Two women, taken by police from their home in Prey Veng province a day after they provided an alibi for the suspected killer of union leader Chea Vichea, were released late Monday night after being brought to Phnom Penh, a source close to the case said Tuesday.

The women are in good health and staying at an undisclosed location, according to the source.

Amnesty International issued a statement Monday night decrying the arrest of Vieng Thi Hong, the 20-year-old girlfriend of Born Samnang, 23, the suspect who has confessed to killing Chea Vichea.

“It is thought that she has been taken to the capital, Phnom Penh, for questioning. Her connection [to] a high profile murder case places her at serious risk of ill treatment in custody, and Am­nesty International is gravely concerned for her safety,” the Lon­don-based rights group said.

Vieng Thi Hong and her mother, Nguyen Thi Ngoeun, 36, said Sunday that Born Samnang arrived at their home in Peam Ro district’s Village 6 on Jan 20 and stayed until police took him away on Jan 27.

Chea Vichea was shot three times from close range at a Phnom Penh newsstand on the morning of Jan 22.

Numerous residents of Village 6 corroborated the women’s claims on Sunday. They said Born Samnang had been celebrating the Chinese New Year with them—dancing, drinking wine and playing karaoke tapes—at the time the union leader was slain.

Speaking by telephone Mon­day afternoon, Vieng Thi Hong said police had visited her that morning to ask if she had spoken to reporters. Less than an hour later, one of Vieng Thi Hong’s neighbors said by telephone that police had taken the girl and her mother away at dusk.

Earlier Monday, Born Samnang’s mother and other relatives had also supported the claims made at Village 6.

But a day after welcoming reporters and pleading Born Samnang’s innocence, raw nerves were apparent at the family’s Tuol Kok district home Tuesday afternoon where relatives had become reluctant to talk.

A young relative told reporters of several visits from district police—one officer at 10 am and three officers at 11 am—who had asked the whereabouts of Vieng Thi Hong.
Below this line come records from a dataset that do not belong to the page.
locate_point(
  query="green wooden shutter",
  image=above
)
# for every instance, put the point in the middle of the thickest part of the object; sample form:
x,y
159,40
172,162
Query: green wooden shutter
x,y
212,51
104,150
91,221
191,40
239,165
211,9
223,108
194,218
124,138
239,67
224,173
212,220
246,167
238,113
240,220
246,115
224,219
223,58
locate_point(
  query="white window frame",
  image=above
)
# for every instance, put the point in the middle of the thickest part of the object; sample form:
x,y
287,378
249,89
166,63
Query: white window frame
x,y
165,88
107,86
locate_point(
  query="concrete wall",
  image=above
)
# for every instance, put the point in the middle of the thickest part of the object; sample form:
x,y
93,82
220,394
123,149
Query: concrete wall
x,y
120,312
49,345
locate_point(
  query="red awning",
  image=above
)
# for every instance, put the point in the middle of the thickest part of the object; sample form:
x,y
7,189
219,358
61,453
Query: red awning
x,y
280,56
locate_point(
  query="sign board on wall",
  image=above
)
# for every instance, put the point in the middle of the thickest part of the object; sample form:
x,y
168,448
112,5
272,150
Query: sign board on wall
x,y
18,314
But then an older relative silenced the younger and said that the younger was confused and did not speak the truth.

Born Samnang’s mother was not at home.

Two district policemen prowled by on a motorbike at 4 pm, peering into the family compound, inspecting its occupants.
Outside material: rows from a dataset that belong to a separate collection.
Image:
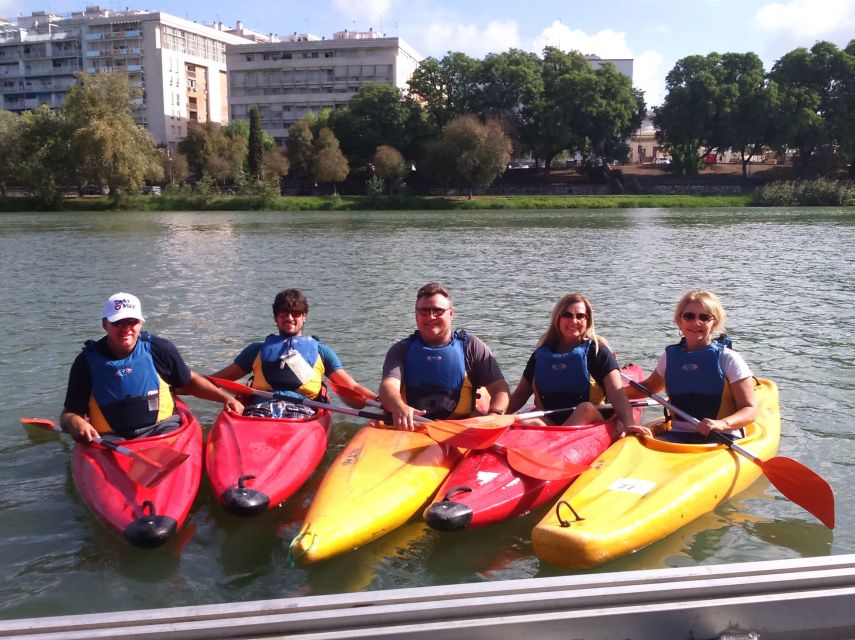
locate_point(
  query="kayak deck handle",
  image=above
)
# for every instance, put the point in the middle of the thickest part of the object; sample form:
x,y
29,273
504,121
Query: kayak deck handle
x,y
563,522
Numerous police officials have denied knowledge of the arrests and the women’s transport to Phnom Penh, including municipal police and Tuol Kok district police, who rights workers had linked to the case.

“Last night, my police did not catch any women. I do not know what you are asking me about,” Reach Sokhun, Penal Police Department chief, said on Tuesday.

Municipal Deputy Police Chief Heng Pov, who is heading the investigation into Chea Vichea’s killing, did not answer telephone calls.

Born Samnang’s court-appointed attorney, Long Dara, sounded unconcerned with his client’s new alibis.

“My client confessed. He shot Chea Vichea. I am his lawyer to [give voice to] my client’s will. If my client said he killed him, I cannot protest. But if my client said he did not [kill Chea Vichea], I would provide more evidence to protect my client,” Long Dara said Tuesday.

Phnom Penh Municipal Police presented Born Samnang and Sok Sam Oeun, 36, to reporters on Jan 29 as the men responsible for gunning down Chea Vichea.

Once police removed the black hoods from their suspects’ heads, the two men cried out their innocence and claimed police had beaten them.

But on Jan 30, Born Samnang retracted his plea, saying he had murdered the union leader for $5,000. Sok Sam Oeun maintained his innocence.

A trial date had not been announced because the case had only just been assigned to investigating Judge Heng Thirith, Long Dara said.